Maiswurzelbohrer: Fruchtfolge statt Gift, Genmais, Bienensterben und Grundwasserbelastung

Aktuell:


Seit Jahren haben wir in Europa massive Probleme mit dem aus den USA eingeschleppten Maiswurzelbohrer. Die Bekämpfung des eingeschleppten Schädlings führte 2008 zur massiven Bienvergiftung am Oberrhein. Die Problemgifte aus der Gruppe der Neonicotinoide führen auch heute noch zu einer schleichenden Bienen- und Umweltvergiftung. Bis vor Kurzem war der Maiswurzelbohrer ein EU-Quarantäneschädling, d.h., die vom BUND geforderte ökologisch und ökonomisch sinnvolle Fruchtfolge war vorgeschrieben. Seit 2014 ist der Maiswurzelbohrer kein EU-Quarantäneschädling mehr und darum wurde die Fruchtfolge aufgehoben.

Wegfall der Fruchtfolge kann bedeuten:
Mehr Vermaisung, mehr Monokultur, mehr Maiswurzelbohrer, mehr Gift und Nitrat.


Nach Ansicht des BUND sollte nach dem Wegfall der EU-Quarantäneverordnung jetzt unbedingt die Möglichkeit genutzt werden, nach dem PflSchG im Maiswurzelbohrer-Befallsgebiet Fruchtfolgemaßnahmen auf Landesebene anzuordnen, auch ohne Verpflichtung durch die EU.

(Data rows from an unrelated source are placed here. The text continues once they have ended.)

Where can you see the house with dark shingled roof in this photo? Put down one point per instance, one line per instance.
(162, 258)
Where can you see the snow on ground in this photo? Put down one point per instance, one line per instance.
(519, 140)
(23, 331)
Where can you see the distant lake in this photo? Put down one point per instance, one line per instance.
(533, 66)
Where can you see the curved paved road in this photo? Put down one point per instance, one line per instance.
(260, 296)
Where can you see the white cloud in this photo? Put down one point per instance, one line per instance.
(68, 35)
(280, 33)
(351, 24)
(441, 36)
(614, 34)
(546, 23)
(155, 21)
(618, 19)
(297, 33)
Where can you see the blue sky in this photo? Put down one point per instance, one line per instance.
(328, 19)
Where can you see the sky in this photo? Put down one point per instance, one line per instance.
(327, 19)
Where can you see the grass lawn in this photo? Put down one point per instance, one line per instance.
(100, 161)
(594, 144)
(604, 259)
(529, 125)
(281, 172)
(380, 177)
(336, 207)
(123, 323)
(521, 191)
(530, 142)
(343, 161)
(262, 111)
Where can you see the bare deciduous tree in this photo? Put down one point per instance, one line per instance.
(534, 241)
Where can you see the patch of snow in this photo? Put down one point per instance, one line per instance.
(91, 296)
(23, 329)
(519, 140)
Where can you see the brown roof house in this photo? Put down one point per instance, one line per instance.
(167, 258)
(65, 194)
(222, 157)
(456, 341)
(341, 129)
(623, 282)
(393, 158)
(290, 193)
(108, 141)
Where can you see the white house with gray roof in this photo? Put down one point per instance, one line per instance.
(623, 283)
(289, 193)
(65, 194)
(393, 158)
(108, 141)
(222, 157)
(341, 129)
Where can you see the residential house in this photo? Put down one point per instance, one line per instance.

Wir werden jetzt und vor allem im nächsten Jahr die Entwicklung des Maiswurzelbohrers und der Maisanbauflächen am Oberrhein kritisch beobachten und begleiten. Mehr Maisflächen und mehr Gift wäre der falsche Weg.

Axel Mayer, BUND-Geschäftsführer







Der Maiswurzelbohrer ist 2007 in Deutschland angekommen. Seine Bekämpfung mit falsch angewendetem Bayer - Gift hat 2008 zu einem massiven Bienensterben am Oberrhein geführt. Jetzt entscheidet sich, in welche Richtung sich die Landwirtschaft langfristig entwickeln wird. Wird der Monokulturwurzelbohrer mit Gift und Genmais oder mit ökologisch und ökonomisch sinnvollen Fruchtfolgen bekämpft?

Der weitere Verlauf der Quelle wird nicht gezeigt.